I wanted, I really wanted to write something about the election.
I had this thing in my head, there was snark and humor involved. But that’s not what I do and it’s a little late in the game to start with that nonsense. Besides that, something more important came up.
I missed my daughters first chorus recital.
Because of work.
I became “that dad”.
I didn’t find out about it until after the schedule had been posted. Everyone else had their time off planned for weeks, there was no one available to cover who had my skill set, and I really needed the hours. My wife assured me our daughter had fun, it likely didn’t matter to her that I wasn’t there. It wasn’t even an actual recital, It was just two songs and, it was done with really quickly. The kids spent more time playing in the park than they did actually singing.
That just makes it worse though. If I had known all that I could have gone into work early set up the kitchen, dipped out, hustled downtown to the thing, and hauled ass back before dinner rush had begun. Not that I could have known but, such is hindsight. Still it bugs me.
I’ve never missed anything before. Nothing like that. Not even the school play where she didn’t have any speaking parts, and basically just stood there dressed as a shrimp. Well, I mean we called it a shrimp, we did our best with what we had, it was mostly just sequins and googly eyes, she really looked more like a super fabulous Deep One.

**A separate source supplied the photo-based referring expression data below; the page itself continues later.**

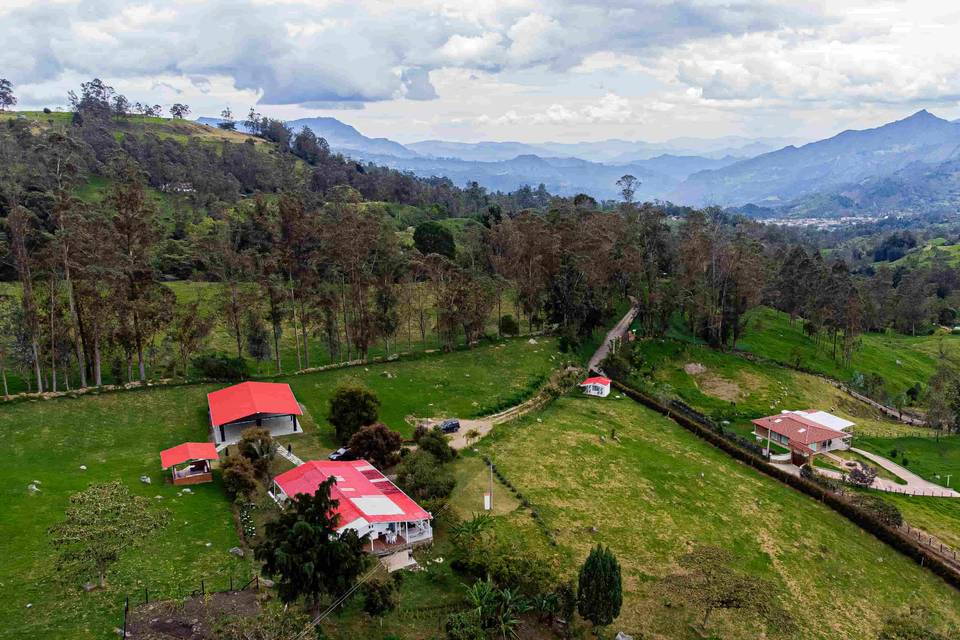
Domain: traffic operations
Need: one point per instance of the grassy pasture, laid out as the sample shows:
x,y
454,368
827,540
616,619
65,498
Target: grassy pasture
x,y
660,489
119,436
901,360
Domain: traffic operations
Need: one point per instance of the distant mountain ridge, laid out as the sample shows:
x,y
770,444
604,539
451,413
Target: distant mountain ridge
x,y
781,177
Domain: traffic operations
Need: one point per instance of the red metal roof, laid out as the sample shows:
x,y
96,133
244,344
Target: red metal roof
x,y
362,491
249,399
188,451
798,429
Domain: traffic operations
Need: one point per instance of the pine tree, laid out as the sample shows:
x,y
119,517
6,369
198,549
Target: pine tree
x,y
600,592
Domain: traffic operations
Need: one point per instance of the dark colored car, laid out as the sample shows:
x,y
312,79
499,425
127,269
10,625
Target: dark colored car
x,y
450,426
343,453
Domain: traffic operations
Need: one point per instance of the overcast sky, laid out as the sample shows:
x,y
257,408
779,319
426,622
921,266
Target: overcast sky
x,y
524,70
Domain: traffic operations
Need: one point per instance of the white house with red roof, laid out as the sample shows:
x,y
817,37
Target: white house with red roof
x,y
368,503
805,433
270,405
596,386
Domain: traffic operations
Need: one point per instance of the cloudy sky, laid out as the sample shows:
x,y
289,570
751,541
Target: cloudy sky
x,y
525,70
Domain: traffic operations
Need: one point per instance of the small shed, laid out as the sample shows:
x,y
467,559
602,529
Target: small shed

But seriously, for fuck sake I chaperoned a gaggle first graders through a field trip to a nursing home one year so they could sing holiday carols to the residents there. Let me just say, you’ve no idea what hell is until you’ve listened to over one hundred elementary school kids sing “I Have a Little Dreidel” off key, at the top of their lungs, and not nearly in unison to a bunch of confused, and possibly angry, senior citizens.
I suffered this and many other things because I promised myself I’d never be “that dad”.
The one that wasn’t there for things.
I promised I would be there for all the things. The big things, the little things. Even be there for mostly insignificant things that, in the long run, will wind up being forgotten. I have now broken my promise to myself about my daughter so, by proxy I broke a promise to her.
I know I’m probably over thinking it. That it’s not that big of deal. That I had some reasonable excuses. I tell myself that.
Then I remember these words about a father, with a very important job, making a mad run to get home in time to read to his child, because he promised he would do it everyday:
“No excuses. He’d promised himself that. No excuses. No excuses at all. Once you had a good excuse, you opened the door to bad excuses.”
― Terry Pratchett, Thud!
There will be other things to make time for. There’s a thing in a couple of days, and another in December. Then there will be a whole new year after to not be “that dad”.
Any way, if you live in the United States, go out tomorrow and vote, if you haven’t already. No excuses.